Our daughter was given an assignment in school to perform random acts of kindness and to keep track of them. Recently, we got two feet of snow; it was a state of emergency. It took us a day, but we did shovel ourselves out. Our daughter took her shovel and went to the neighbor to see if she could help to shovel them out. The ripple effect of that kindness is tangible. So, why don’t we all make it our assignment? As Mother Teresa says, we need to do small things with great love.
Rodney’s mom was in her last weeks, and a friend who had recently lost her mother gave us the best advice. She said, “Give what is the most difficult to give: your time. It’s all she really wants.” We did listen to this advice, and it really was for the best. Rod’s mom passed away a couple of weeks ago, and we will never forget the time that we got to spend with her. It was truly a gift.
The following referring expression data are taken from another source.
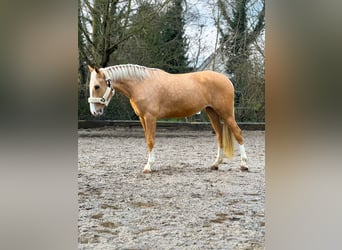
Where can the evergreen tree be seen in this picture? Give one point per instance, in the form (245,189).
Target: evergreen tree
(237,37)
(174,44)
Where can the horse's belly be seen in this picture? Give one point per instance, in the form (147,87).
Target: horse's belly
(180,108)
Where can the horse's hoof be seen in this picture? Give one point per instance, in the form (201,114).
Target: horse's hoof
(243,168)
(147,171)
(214,167)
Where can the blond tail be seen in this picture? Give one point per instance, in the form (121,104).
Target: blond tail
(227,141)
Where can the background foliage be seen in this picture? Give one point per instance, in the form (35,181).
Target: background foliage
(152,33)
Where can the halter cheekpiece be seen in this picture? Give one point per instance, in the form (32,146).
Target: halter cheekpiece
(105,99)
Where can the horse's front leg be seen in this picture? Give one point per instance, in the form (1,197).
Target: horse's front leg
(149,124)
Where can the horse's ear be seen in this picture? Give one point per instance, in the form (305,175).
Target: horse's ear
(90,69)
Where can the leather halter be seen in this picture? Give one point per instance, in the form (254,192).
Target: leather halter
(105,99)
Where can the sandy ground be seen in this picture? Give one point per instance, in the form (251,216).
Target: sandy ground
(181,205)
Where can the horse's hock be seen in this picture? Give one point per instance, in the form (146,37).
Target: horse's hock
(183,204)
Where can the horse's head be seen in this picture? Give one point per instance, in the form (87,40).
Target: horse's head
(100,91)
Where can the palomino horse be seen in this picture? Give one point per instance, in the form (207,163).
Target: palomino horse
(153,94)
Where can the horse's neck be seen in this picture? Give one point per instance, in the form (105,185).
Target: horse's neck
(124,77)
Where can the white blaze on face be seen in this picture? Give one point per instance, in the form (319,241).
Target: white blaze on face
(91,88)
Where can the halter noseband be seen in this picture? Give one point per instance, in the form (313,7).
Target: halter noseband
(105,99)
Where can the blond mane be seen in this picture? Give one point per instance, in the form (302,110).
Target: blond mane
(126,71)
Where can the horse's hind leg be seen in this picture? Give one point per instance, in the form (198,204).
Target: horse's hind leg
(216,124)
(149,124)
(230,121)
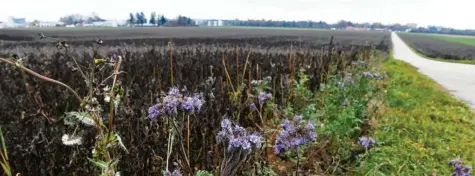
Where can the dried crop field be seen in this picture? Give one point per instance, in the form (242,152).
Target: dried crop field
(227,68)
(435,47)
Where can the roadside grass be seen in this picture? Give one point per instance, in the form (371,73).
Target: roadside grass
(439,59)
(472,62)
(466,40)
(421,127)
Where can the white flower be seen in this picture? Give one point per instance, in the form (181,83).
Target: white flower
(71,140)
(119,140)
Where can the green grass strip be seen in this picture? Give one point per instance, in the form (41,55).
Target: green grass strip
(422,128)
(462,40)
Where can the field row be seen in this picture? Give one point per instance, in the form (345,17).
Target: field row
(256,83)
(434,47)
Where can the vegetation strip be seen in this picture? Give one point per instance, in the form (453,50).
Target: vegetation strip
(433,47)
(420,127)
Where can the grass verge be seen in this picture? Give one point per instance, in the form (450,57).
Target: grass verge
(472,62)
(421,127)
(462,40)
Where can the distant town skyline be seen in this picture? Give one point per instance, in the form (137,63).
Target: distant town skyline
(422,12)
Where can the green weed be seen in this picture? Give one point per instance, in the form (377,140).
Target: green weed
(422,128)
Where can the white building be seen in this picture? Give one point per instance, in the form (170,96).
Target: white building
(215,23)
(16,22)
(49,24)
(109,23)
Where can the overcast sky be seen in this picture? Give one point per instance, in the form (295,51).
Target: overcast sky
(451,13)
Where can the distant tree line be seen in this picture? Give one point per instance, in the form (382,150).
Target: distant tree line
(139,19)
(312,24)
(79,19)
(444,30)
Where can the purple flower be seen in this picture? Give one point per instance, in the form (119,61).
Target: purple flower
(237,138)
(221,136)
(174,173)
(366,142)
(173,102)
(459,169)
(297,118)
(174,91)
(187,104)
(256,139)
(293,134)
(310,126)
(239,130)
(252,106)
(263,97)
(368,75)
(225,124)
(198,101)
(279,148)
(154,111)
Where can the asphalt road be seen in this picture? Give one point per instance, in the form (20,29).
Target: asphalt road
(458,79)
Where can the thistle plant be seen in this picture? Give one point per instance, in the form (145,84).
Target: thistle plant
(172,105)
(458,169)
(91,110)
(237,144)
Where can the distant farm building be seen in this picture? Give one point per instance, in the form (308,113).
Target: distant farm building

Our busyness has become chronic. What are we going to do with this one precious life? If we don’t stop and get to know ourselves and realize what is precious, we will die without having lived — what a wasted opportunity. One of the best ways that we know of to get to know yourself and then act accordingly is to stop and sit. Meditation will give us perspective. And it doesn’t cost anything.
Starting now, let’s perform random acts of kindness. Let’s step off the treadmill and sit quietly with ourselves, and then give the gift worth giving and that is our precious time. Let’s spread the love.